Unheilvolle Klänge zum Auftakt

Während die "MS Mark Brandenburg" an den Sehenswürdigkeiten der Hauptstadt entlangschippert - vorbei an Oberbaumbrücke, Fernsehturm, Dom und Reichstag - und dabei Buletten und Bier gereicht werden, schallt innen Grönemeyers neues, das 13. Studioalbum aus den Lautsprecherboxen; angefangen mit dem Titelsong, der schon seit Februar im Radio läuft: ein ungewöhnlich gedimmter Rocker mit flackernden E-Gitarren und wuchtigem Schlagzeug. Ein Stück, das seine Zeilen um Aufbruch und gefüllte Segel in unheilvolle Klänge taucht.

In "Kreuz meinen Weg" schließlich, geben Maschinenbeats und Synthie-Massen einen martialischen Ton an, während Grönemeyer durch Verzerrfilter singt: Es ist wohl der technoideste Song, den man von dem Deutschrocker je gehört hat, vermutlich auch der erste mit Ähnlichkeiten zu Bombastsound à la Rammstein oder Unheilig. Auf dem Textblatt rückt die Seefahrer-Metaphorik indes in den Hintergrund zugunsten eines Appells an Zivilcourage und Idealismus. Schon fühlt man sich wieder zu Hause beim Rock-Humanisten Grönemeyer.

Düsterer als zu Beginn wird "Schiffsverkehr" im Verlauf nicht mehr werden, nur einmal türmt sich die Produktion noch mal wuchtig auf: in dem Stück "Auf dem Feld", das Grönemeyer aus dem Blickwinkel eines deutschen Soldaten in Afghanistan singt. Als das elektrischste Album des Songschreibers wird sich "Schiffsverkehr" trotz dicken Studiozaubers aber wohl doch nicht einprägen. Dazu ist der Bogen zu groß, den der 54-Jährige an Stilen und Stimmungen spannt. Am eindringlichsten wird das Album immer dort, wo der Sänger spürbar persönlich wird, etwa in "Deine Zeit": ein leiser Song, in dem er in einprägsamer lyrischer Sprache das Thema Demenz aufgreift und Beobachtungen der eigenen Mutter beschreibt.
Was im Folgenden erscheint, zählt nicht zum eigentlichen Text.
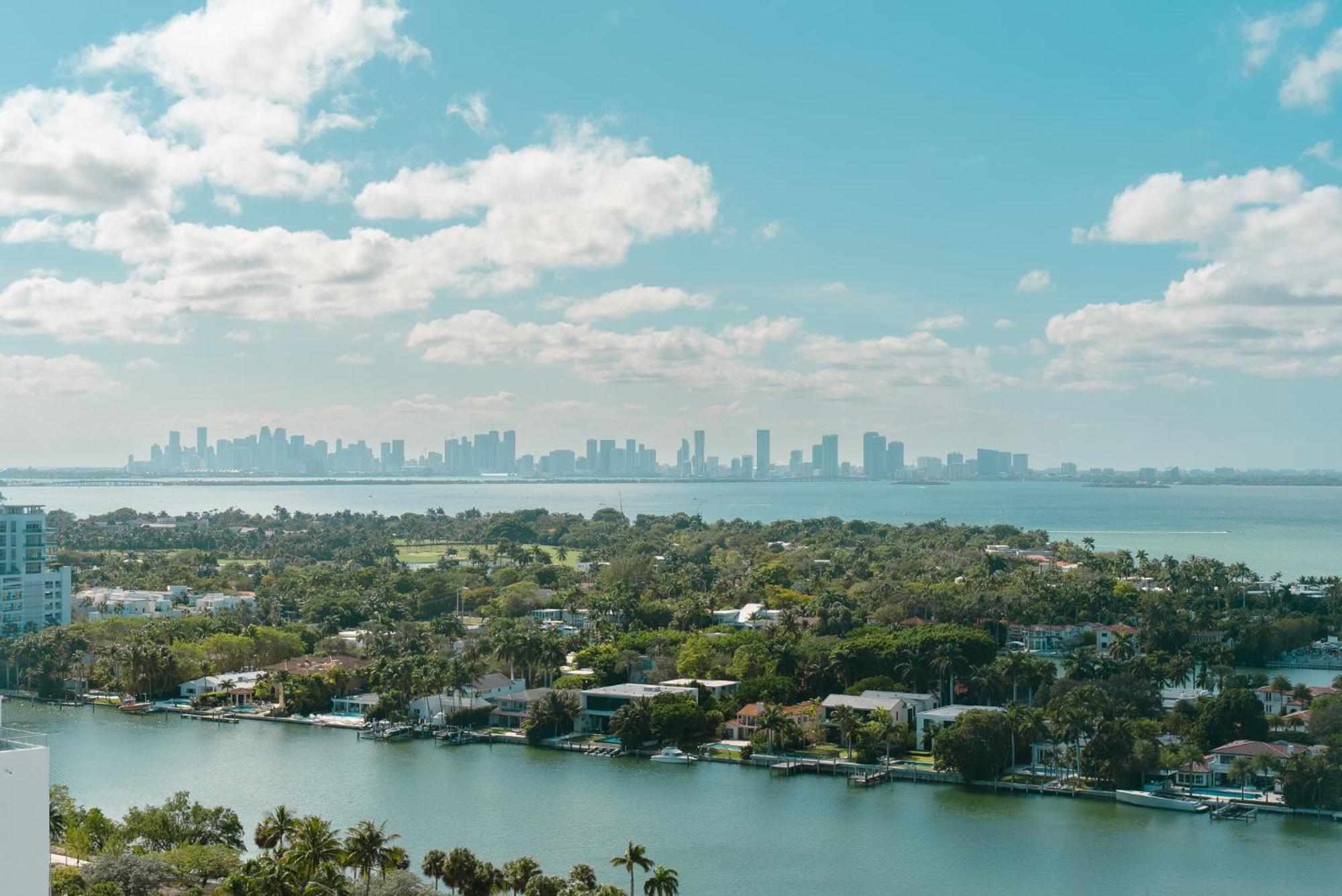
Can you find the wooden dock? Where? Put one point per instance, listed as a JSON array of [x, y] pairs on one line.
[[1235, 812]]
Das Lied wird er später, als im "Haus der Kulturen der Welt" die offizielle Pressekonferenz eingeläutet wird, sogar live darbieten: als Solo am Bechstein-Flügel. Auch den verdunkelten Titelsong spielt Grönemeyer am Klavier: Die Güteklasse des Titels mit seinen romantischen Harmoniewechseln erschließt sich auf diese reduzierte Art viel intensiver als in der Hochglanz-Bearbeitung von Stammproduzent Alex Silva.

Nein, als "Piano-Man" nach Art seines großen Vorbildes Randy Newman werde man ihn in nächster Zeit wohl nicht erleben, sagt Grönemeyer den Journalisten. "Ich hab nun mal eine sehr gute Band". Und die soll sich auch nach drei Dekaden an der Seite des Rock-Altmeisters nicht langweilen. Nach dem eher "zerklüfteten" Vorgängeralbum "12" wollte er ein Album nachlegen, das "nicht zu verschroben ist, nicht zu verkopft", betont er. Die frische Brise, die Grönemeyer im letzten Sommer um die Nase blies, soll sich übertragen. Ganz ohne ein paar Meilen durch schweren Seegang ist Grönemeyers Frischekur nicht zu haben.